Er hatte keine Chance, aber er wollte es trotzdem versuchen. Mit der einen Hand die Schlafhose runterziehen, mit der anderen ein T-Shirt aus dem Schrank holen, die Hose mit den Füßen abschütteln und gleichzeitig das T-Shirt überziehen, mit der Zahnbürste im Mund Unterhose und Strümpfe zusammensuchen – das dauerte keine zwei Minuten. Die Jeans von gestern tat es noch. Er fand sie unter seinem Schreibtisch, wo er sie gestern Abend in seinem Zorn hingepfeffert hatte. Die Katzenwäsche musste reichen, trotzdem gönnte er sich dreißig weitere wertvolle Sekunden, um seine vom Schlaf ganz unordentlich zerzausten Haare mit einer Handvoll Gel in eine Form von ordentlicher Zerzaustheit zu bringen. Schuhe an, Schultasche, Hausschlüssel, 7 Uhr 47. Und los. Janek stürmte aus der Wohnung, und als die Tür krachend ins Schloss fiel, war er schon auf dem ersten Treppenabsatz. Er galoppierte die Stufen der beiden Stockwerke hinab, an den Briefkästen vorbei, warf sich gegen die Haustür und startete durch, quer über den Hof, wo Tassilo sich im Schatten der Garagen zusammengerollt hatte und ihm zähnefletschend hinterherknurrte. Offenbar war Janek nicht der Einzige, der an diesem Morgen zu spät aus dem Haus kam. Auch Herr Hartmann schien heute nicht gerade auf Zack zu sein, denn Tassilos Geschäft dampfte in der Morgensonne. Janek rannte durch die Toreinfahrt, bog nach links ab und lief auf die Kreuzung zu. Von dort aus sah er die Station, an der tatsächlich gerade eine Stadtbahn stand. Wenn er die erreichte, hätte er doch noch die Chance, halbwegs pünktlich zu kommen.
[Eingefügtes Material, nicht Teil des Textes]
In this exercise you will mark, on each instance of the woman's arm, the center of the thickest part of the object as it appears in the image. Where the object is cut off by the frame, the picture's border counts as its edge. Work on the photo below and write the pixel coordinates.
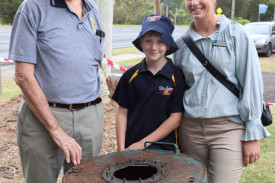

Er war völlig auf dieses Ziel fixiert, die anstehende Mathearbeit geriet zur Nebensache; er wollte nur noch pünktlich kommen und es allen zeigen: Ada mit ihrem armen kleinen Janek und Mama, die ihn heute zum ersten Mal an einem Schultag nicht geweckt hatte, und Papa natürlich mit seiner bescheuerten Verantwortung.

Die Fußgängerampel zeigte Rot, aber das hielt ihn nicht auf. Ohne nach rechts oder links zu sehen, sprang er aus vollem Lauf auf die zweispurige Straße. In diesem Augenblick kam die Erkenntnis. Und zwar so, als bewegte er sich in extremer Zeitlupe, als schwebte er einen Moment lang in der Luft. Da waren gar keine Autos. Da waren keine Leute unterwegs, nicht eine Menschenseele. Und Tassilo – der hatte gar kein Halsband getragen, als Janek vorhin zum ersten Mal aus dem Fenster gesehen hatte.

Er kam auf dem Asphalt auf, bremste seinen Sprint und trabte noch ein paar Schritte, bevor er mitten auf der großen Kreuzung stehen blieb, wo die vier Fahrspuren mit den beiden Bahngleisen seine eigene kleine Straße querten.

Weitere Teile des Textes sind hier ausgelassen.